Regression To The Mean [Draft][Request for Feedback]

post by faul_sname · 2012-06-22T17:55:51.917Z · LW · GW · Legacy · 14 comments

"Rewarding good performance leads to faster improvement than punishing bad performance"

"In general, unusually bad performance improves after punishment, but good performance tends not to improve and sometimes even gets worse after praise is administered."

 

These statements seem contradictory, yet both describe real effects. The apparent contradiction is caused by a phenomenon known as "regression to the mean," which states that the measurement after an exceptional measurement will be closer to average. The improvement after a reprimand is caused not by any effect that reprimand had, nor was the worsening after praise due to the praise. Both observations were due to regression to the mean.

 

Regression to the mean is caused by two things.

1. Exceptionally good performance is far above average, and exceptionally bad performance is far below average.

2. Most performance is about average.

 

Let's put this in concrete terms. Let's say we are trying to teach our friend Bob to play darts. He's not very good yet, and while he almost always hits the board, he can't really get a higher level of accuracy than that.

 

On his 12th throw, Bob misses the dartboard entirely. This is extraordinarily bad, even for him. On his next throw, he gets an 8, which is fairly typical, and much better. 

 

On his 57th throw, your friend manages to get a bullseye. You slap him on the back, congratulating him on his improvement. It seems your friend really is getting the hang of this after all. Proud of his accomplishment, Bob lines up his next attempt. He cocks his arm, throws, and...

Gets a 12. 

 

This is regression to the mean. Since there is a large random factor in darts, especially for unskilled players, a good throw will probably not be followed up with another good throw (since good throws are rare, and one shot is independent of another). This effect shows up whenever there is a large random component in performance.

 

It's important to be aware of when an exceptional observation was likely due to random variation in measurement, not an exceptional characteristic of the thing being measured. For example, stock performance is mostly random. If one of your stocks does extremely well this year, you should expect it to perform much closer to average next year. If your kid scores 160 on his/her first IQ test, you should expect lower performance on later tests. If it took you 3 hours to get to work yesterday because of traffic instead of the usual 1, you shouldn't worry too much about it taking 3 hours again today.

 

 


 

This is a very rough draft of a post on regression to the mean. I wrote it because the sequences didn't cover this particular bias blind spot, and it's an important one. I appreciate any feedback, both in terms of providing examples and making it easy to understand and in terms of cleaning up any errors or awkward phrasings.

14 comments

Comments sorted by top scores.

comment by OrphanWilde · 2012-06-22T18:54:38.557Z · LW(p) · GW(p)

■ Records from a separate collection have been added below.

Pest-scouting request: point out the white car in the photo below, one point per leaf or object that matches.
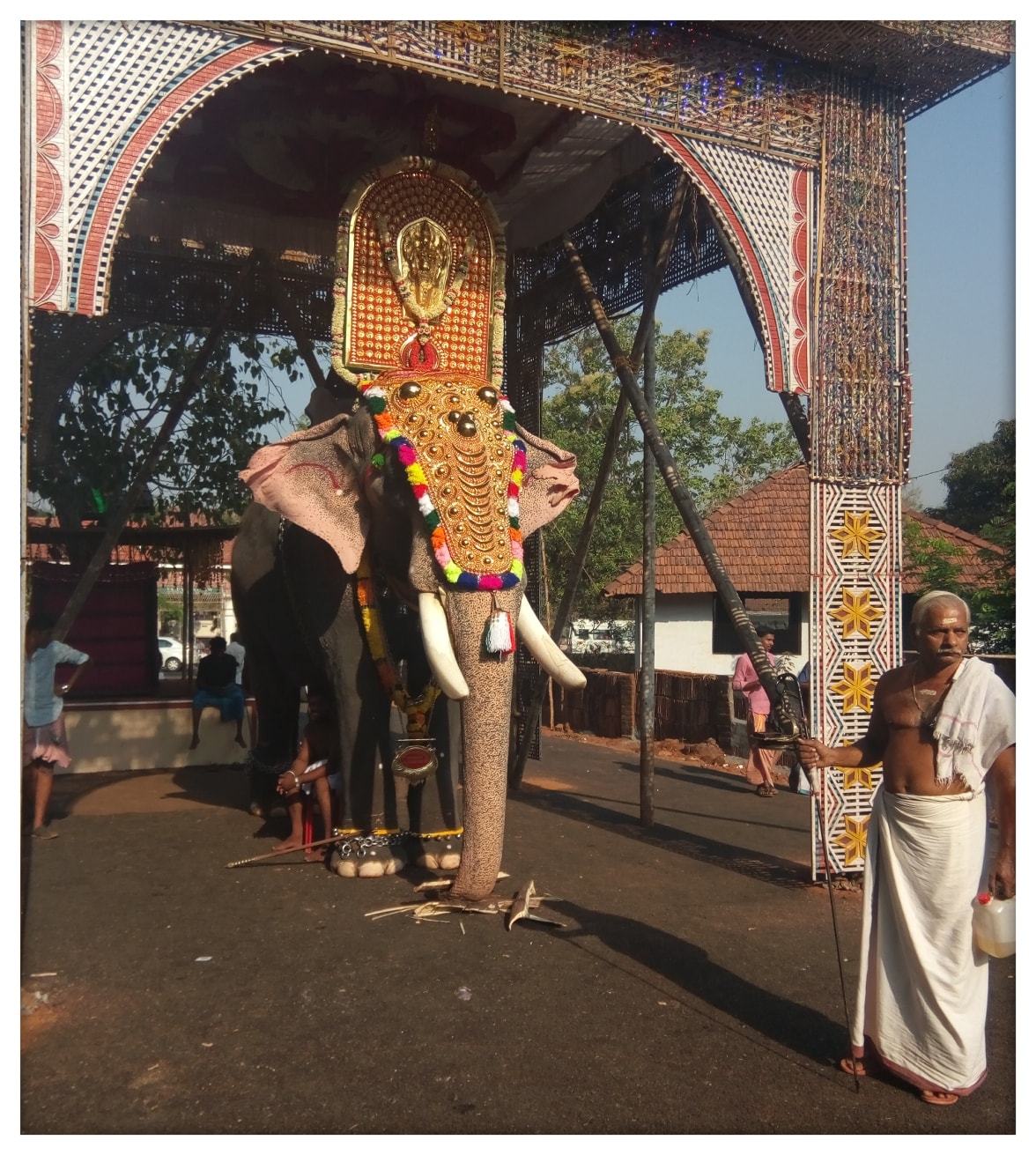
(171, 654)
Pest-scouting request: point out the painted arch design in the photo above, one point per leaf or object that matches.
(93, 140)
(764, 207)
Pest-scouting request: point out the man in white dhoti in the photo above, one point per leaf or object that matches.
(943, 727)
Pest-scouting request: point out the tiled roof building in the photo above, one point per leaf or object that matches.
(764, 541)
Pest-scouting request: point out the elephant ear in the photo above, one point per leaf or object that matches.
(311, 479)
(550, 482)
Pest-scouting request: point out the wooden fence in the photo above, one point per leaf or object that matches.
(690, 707)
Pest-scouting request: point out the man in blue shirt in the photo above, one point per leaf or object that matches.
(44, 741)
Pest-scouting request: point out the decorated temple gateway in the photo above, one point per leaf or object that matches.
(203, 174)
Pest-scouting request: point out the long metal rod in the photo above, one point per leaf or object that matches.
(680, 494)
(653, 290)
(182, 398)
(831, 894)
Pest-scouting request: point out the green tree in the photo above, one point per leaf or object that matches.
(108, 418)
(980, 500)
(719, 457)
(980, 482)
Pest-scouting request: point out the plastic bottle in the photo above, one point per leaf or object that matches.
(994, 922)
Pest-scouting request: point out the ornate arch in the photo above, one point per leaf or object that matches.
(93, 140)
(764, 209)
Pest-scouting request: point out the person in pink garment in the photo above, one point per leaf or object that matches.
(746, 680)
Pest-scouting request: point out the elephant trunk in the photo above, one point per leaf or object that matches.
(486, 723)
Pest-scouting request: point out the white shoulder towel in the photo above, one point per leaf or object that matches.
(975, 724)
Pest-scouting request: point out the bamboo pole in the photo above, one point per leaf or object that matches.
(680, 494)
(646, 698)
(653, 290)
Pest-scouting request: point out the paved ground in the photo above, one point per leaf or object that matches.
(693, 988)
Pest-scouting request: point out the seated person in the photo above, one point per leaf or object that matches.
(216, 686)
(313, 769)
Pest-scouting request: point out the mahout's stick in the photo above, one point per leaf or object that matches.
(286, 850)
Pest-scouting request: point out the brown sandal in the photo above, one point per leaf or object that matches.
(939, 1098)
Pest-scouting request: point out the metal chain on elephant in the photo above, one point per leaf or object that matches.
(416, 759)
(318, 650)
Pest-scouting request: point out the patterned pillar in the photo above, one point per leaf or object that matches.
(860, 441)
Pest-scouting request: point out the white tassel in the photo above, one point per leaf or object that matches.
(500, 632)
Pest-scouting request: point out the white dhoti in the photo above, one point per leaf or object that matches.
(923, 985)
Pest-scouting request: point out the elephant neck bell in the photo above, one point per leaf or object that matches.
(456, 438)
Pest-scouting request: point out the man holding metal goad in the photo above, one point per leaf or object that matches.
(943, 727)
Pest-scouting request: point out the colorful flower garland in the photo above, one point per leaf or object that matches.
(417, 710)
(375, 398)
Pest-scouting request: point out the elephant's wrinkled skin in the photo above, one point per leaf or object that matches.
(293, 588)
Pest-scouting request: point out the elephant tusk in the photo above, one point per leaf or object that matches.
(544, 649)
(439, 648)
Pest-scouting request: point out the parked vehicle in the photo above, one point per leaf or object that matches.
(585, 635)
(171, 654)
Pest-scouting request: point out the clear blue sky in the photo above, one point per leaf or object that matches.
(960, 286)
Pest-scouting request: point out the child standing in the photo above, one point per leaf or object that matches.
(44, 741)
(314, 768)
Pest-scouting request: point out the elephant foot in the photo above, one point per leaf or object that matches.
(440, 850)
(368, 855)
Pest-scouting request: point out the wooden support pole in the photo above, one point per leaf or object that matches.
(647, 611)
(646, 698)
(189, 389)
(653, 290)
(680, 494)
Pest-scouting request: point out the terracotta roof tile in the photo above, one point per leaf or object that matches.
(762, 538)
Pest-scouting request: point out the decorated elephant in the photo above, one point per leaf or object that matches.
(382, 556)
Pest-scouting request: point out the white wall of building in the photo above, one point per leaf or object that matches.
(684, 637)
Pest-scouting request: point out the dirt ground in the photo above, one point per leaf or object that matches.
(692, 984)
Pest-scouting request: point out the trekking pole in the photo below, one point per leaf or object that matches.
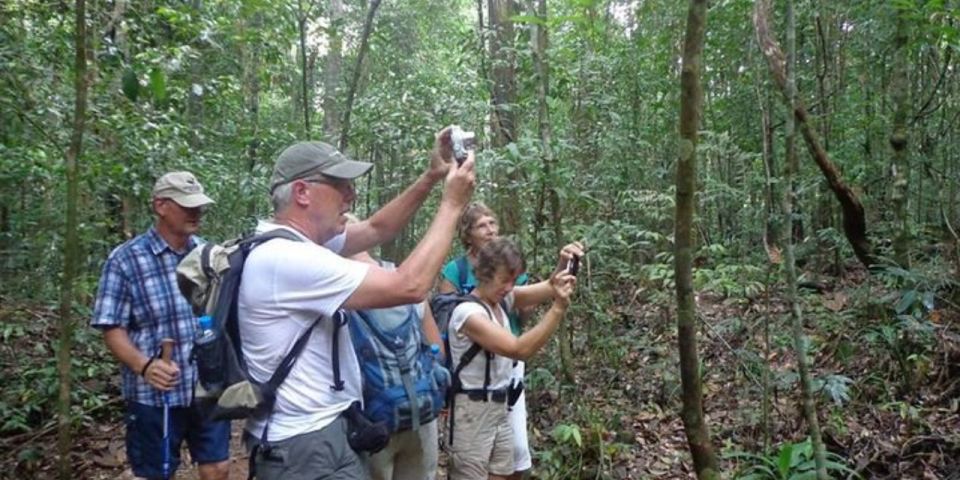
(166, 352)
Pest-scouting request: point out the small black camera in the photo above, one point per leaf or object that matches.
(573, 265)
(462, 141)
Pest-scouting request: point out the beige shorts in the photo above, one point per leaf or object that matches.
(482, 440)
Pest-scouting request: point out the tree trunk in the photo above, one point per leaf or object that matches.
(796, 315)
(354, 82)
(302, 14)
(899, 97)
(251, 87)
(503, 98)
(538, 8)
(331, 73)
(71, 248)
(691, 101)
(854, 221)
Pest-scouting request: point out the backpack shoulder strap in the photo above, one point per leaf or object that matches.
(280, 374)
(258, 238)
(475, 348)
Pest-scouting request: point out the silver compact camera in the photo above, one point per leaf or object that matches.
(462, 141)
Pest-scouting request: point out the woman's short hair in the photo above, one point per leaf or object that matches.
(470, 215)
(498, 254)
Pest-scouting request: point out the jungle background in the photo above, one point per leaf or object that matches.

I would suggest leading with a scenario in which this bias is relevant.

I/e, "Bob hates his boss; Bob's boss is always criticizing employees, and never says anything positive about their performance. Bob's boss believes the evidence supports this policy, because every time bad performance has been criticized, performance has improved - and every time praise has been offered for good performance, performance has shown no improvement, or sometimes even gotten worse."

(I recommend you write something better than this, though. This particular example reads like something horrible out of an HR handbook written by an eldritch god who trying to pass as human. Extra eldritch god points for a continuing narrative in which Bob's boss manages to do everything precisely wrong.)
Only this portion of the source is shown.